Por Zezé Weiss

Rubão me contou um dia como um filho de seringueiro, que colheu castanha no Pará e depois virou operário de mineradora de manganês na Serra do Navio, escapou do seu provável destino histórico e foi mudar o mundo no Acre de Chico Mendes, nos anos 1980.

Rubens Gomes, o luthier da esperança, aportou em Rio Branco como professor de música, ali tornou-se liderança do movimento cultural e, a convite do militante Abrahim Farhat, o Lhé (encantado em 16 de maio, poucos dias antes do amigo), ajudou a organizar o apoio da classe artística acreana para o movimento dos seringueiros que Chico Mendes organizava a partir de Xapuri.

“Assim começou a minha relação com o Chico Mendes. Eu trabalhei e, quase sempre como voluntário, fazendo a animação cultural dos encontros dos seringueiros. Eu fazia também a parte dos registros e da sonorização, que era a minha área. Foi aí que eu aprendi que dentro da floresta tinha muita gente. Foi aí que começou meu compromisso com as lutas dos povos da floresta, com as pessoas da floresta.”

Depois da morte do Chico, Rubão passou a usar parte do seu tempo para cuidar de sua paixão da vida inteira: as crianças. Fundou, em Rio Branco, uma pequena Oficina Escola de Lutheria, na casa de passagem das crianças e adolescentes em conflito com a lei. A preocupação era, segundo Rubão, que a oficina servisse mais de terapia ocupacional do que de curso profissionalizante.

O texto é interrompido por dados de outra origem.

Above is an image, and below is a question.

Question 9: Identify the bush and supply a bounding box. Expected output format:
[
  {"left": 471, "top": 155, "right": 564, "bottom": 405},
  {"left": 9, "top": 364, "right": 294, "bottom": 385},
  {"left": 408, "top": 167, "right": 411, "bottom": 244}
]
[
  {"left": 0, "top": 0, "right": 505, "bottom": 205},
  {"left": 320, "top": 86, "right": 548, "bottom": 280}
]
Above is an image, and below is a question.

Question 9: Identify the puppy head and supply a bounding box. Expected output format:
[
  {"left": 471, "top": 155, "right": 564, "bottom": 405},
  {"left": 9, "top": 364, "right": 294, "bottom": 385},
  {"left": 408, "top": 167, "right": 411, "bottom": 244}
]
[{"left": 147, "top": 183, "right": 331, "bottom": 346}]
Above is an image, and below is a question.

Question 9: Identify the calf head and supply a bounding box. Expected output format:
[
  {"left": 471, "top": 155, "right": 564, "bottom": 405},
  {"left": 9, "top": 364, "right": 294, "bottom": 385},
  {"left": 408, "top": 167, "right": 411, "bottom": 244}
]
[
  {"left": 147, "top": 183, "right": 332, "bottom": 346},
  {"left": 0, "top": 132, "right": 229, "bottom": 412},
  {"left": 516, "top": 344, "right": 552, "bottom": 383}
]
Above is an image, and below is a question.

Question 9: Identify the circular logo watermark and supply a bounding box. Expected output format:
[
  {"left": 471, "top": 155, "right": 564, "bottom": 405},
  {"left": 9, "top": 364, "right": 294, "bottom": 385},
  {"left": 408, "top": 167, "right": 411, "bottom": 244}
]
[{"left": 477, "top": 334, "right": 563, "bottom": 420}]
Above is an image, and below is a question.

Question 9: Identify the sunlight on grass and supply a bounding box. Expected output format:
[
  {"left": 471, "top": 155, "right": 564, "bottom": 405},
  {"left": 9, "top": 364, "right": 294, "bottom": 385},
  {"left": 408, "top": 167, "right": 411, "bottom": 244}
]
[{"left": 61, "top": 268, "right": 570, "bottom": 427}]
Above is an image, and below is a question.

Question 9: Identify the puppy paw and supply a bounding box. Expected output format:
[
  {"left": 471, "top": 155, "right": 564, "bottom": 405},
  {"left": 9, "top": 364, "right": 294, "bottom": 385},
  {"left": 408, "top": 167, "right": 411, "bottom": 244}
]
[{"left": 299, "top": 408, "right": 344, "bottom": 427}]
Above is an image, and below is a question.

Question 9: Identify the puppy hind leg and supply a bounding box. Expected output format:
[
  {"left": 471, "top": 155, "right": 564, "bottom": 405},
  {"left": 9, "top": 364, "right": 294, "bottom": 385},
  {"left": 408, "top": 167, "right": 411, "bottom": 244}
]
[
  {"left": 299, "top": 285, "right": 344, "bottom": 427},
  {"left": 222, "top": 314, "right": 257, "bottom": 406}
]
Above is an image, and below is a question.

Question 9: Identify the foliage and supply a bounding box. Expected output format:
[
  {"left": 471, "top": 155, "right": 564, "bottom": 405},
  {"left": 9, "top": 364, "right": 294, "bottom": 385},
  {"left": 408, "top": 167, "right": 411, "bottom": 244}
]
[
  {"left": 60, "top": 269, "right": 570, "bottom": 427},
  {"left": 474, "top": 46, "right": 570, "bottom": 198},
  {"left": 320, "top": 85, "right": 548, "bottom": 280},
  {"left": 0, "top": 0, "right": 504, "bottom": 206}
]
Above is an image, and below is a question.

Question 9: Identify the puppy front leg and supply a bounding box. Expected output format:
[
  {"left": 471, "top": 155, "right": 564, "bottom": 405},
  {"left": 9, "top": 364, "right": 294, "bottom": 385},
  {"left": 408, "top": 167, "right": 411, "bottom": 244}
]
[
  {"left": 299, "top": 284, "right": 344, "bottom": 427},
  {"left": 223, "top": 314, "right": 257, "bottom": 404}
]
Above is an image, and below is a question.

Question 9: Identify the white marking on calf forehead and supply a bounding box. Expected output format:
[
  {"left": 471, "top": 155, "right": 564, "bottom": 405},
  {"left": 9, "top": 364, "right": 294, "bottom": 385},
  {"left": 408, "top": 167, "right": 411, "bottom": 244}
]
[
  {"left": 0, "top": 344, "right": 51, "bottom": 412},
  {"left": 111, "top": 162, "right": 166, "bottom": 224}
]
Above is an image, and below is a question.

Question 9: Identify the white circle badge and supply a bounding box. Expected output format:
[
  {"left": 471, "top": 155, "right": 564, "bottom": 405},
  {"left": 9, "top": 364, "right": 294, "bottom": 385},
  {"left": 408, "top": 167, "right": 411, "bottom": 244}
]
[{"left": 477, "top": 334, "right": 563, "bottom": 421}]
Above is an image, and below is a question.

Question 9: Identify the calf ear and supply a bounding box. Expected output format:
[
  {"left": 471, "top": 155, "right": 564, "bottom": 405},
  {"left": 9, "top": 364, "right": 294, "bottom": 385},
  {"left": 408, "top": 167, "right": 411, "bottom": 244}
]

Com o tempo, esse pequeno esforço local abriu portas fundamentais no campo da música para milhares de adolescentes e jovens no Acre, onde a Oficina Escola de Lutheria começou e, mais tarde em Manaus, onde a Oela cresceu e brotou mudas de esperança naquele outro mundo que o Rubão morreu acreditando ser possível: um mundo mais justo, menos desigual, um mundo sustentável.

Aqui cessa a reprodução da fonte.